Un autre effondrement est possible.”

Jean-Baptiste Malet, “La fin du monde n’aura pas lieu“,
Le Monde diplomatique, août 2019.

Quand le capitalisme encourage le célibat

Le 11 août 2012, Ewan Morrison publiait sur le site du Guardian un article titré : “What I’m thinking about … why capitalism wants us to stay single“. Pourquoi le capitalisme veut-il que nous restions célibataires ? “Maintenant que le marché tire profit du pouvoir d’achat des célibataires, le choix radical est de se marier”, ajoute Morrison en sous-titre. Nous proposons ci-dessous au lecteur francophone une traduction artisanale et bénévole de cet intéressant article.

Nous nous plaisons à penser que nous sommes libres au sein du libre marché ; que nous nous situons au-delà des forces de la publicité et de la manipulation sociale par les forces du marché. Mais il y a une nouvelle tendance sociale – l’avènement du “célibataire” en tant que consommateur modèle – qui soulève un paradoxe. Ce que nous avons jadis considéré comme radical – rester célibataire – peut maintenant être réactionnaire.

La relation à long terme, comme l’emploi à vie, est en voie rapide de dérégulation vers le court terme, les arrangements temporaires sans promesse d’engagement, ce dont le sociologue Zygmunt Bauman nous avertit depuis plus d’une décennie. C’est difficile pour deux personnes de rester ensemble tout en étant travailleurs indépendants, sans garantie d’avenir stable. Le capitalisme veut maintenant que nous restions célibataires.

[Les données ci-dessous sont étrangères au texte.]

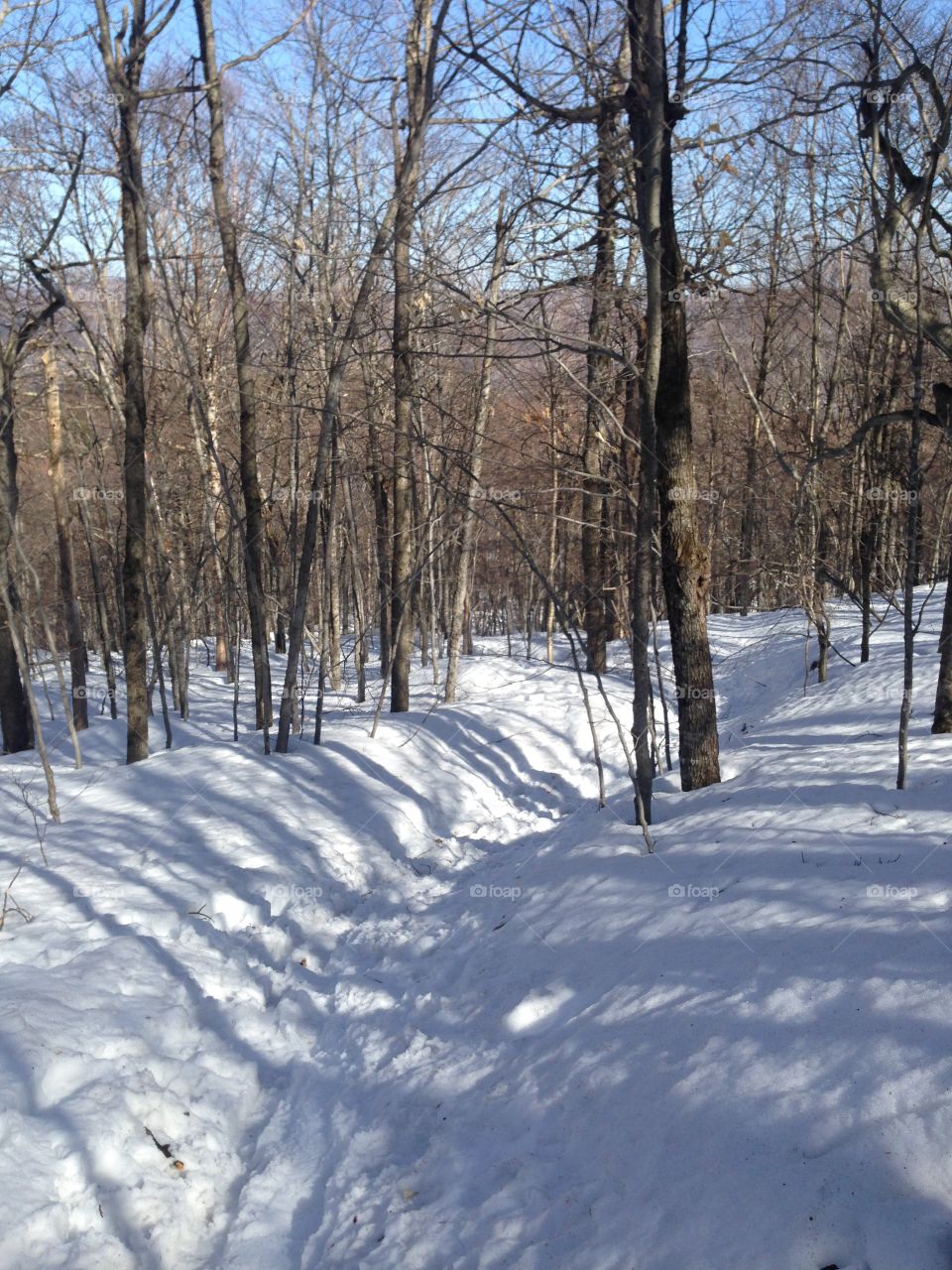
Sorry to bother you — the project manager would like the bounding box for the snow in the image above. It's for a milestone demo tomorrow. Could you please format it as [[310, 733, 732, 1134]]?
[[0, 594, 952, 1270]]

Depuis les années 60, être célibataire a été considéré comme un choix radical, une forme de rébellion contre le conformisme bourgeois capitaliste. Comme le dit le sociologue Jean-Claude Kaufmann, l’abandon de la vie de famille pour le mode de vie en solo au XXe siècle était constitutif de “l’élan irrésistible de l’individualisme”. Mais cette liberté semble bien moins séduisante lorsqu’on l’observe sous l’angle de changements planifiés dans le consumérisme.

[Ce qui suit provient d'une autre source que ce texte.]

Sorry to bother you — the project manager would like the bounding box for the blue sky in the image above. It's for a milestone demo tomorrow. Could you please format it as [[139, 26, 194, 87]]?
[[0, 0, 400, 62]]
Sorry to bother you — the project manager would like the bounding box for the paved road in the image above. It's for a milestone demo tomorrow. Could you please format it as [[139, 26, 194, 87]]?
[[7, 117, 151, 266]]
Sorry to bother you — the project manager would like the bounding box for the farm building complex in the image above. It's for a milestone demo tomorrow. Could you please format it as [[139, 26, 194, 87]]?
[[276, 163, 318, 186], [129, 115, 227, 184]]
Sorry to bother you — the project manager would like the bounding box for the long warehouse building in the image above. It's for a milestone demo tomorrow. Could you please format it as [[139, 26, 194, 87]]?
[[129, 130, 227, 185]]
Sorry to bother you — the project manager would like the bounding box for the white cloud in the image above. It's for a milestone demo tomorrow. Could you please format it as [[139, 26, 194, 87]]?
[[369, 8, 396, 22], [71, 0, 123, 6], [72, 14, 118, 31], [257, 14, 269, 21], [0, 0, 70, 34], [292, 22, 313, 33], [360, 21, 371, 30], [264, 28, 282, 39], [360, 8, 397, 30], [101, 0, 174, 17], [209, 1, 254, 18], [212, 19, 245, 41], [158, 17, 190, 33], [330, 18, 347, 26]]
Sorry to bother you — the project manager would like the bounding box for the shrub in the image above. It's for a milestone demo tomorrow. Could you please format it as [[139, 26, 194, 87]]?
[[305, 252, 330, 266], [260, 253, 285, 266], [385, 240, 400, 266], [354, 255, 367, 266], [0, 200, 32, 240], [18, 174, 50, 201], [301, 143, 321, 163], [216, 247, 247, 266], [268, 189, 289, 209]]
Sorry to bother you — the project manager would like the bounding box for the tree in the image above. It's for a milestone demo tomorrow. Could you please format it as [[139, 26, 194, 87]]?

Convaincre la population de rester célibataire prend maintenant une signification économique. Selon une étude de Jianguo Liu de l’Université d’Etat du Michigan, les célibataires ont une consommation par tête qui dépasse celle des ménages de 4 personnes à hauteur de 38% pour les produits alimentaires, 42% pour les produits conditionnés, 55% pour l’électricité et 61% pour le gaz. Aux Etats-Unis, les célibataires dans la tranche des 25-34 ans et n’ayant jamais été mariés dépassent maintenant en nombre de 46% les personnes mariées, selon le Bureau du Recensement de la Population. Et le divorce représente un marché en pleine croissance : une famille qui subit une séparation, cela signifie que deux ménages doivent acheter deux voitures, deux machines à laver, deux télévisions. L’époque de la famille nucléaire comme unité de consommation idéale est révolue.

Alors que le capitalisme sombre dans la stagnation, les entreprises ont compris qu’elles pouvaient trouver deux nouveaux facteurs de croissance – d’une part en faisant émerger le marché des célibataires, et d’autre part en favorisant le divorce et le concept de liberté individuelle. En témoignent des changements dans les publicités, avec des produits aussi divers que les hamburgers et les vacances dont les célibataires deviennent la cible – en particulier les femmes célibataires. De nouvelles pubs pour Honda et Citibank mettent en avant la découverte solitaire de soi et le report de la relation plutôt que la vie de couple.

Comme le dit Catherine Jarvie, les “relations superficielles” dans lesquelles “aucune des deux parties ne cherche un engagement à long-terme” sont la nouvelle voie – en témoigne l’ascension fulgurante du site de rencontre Match.com. Aux Etats-Unis, des annonces sur le site Craiglist révèlent la connexion subconsciente entre le fait de consommer du jetable et celui de se vendre soi-même : on peut y lire “Achetez mon canapé IKEA et baisez-moi dessus d’abord, pour 100$”.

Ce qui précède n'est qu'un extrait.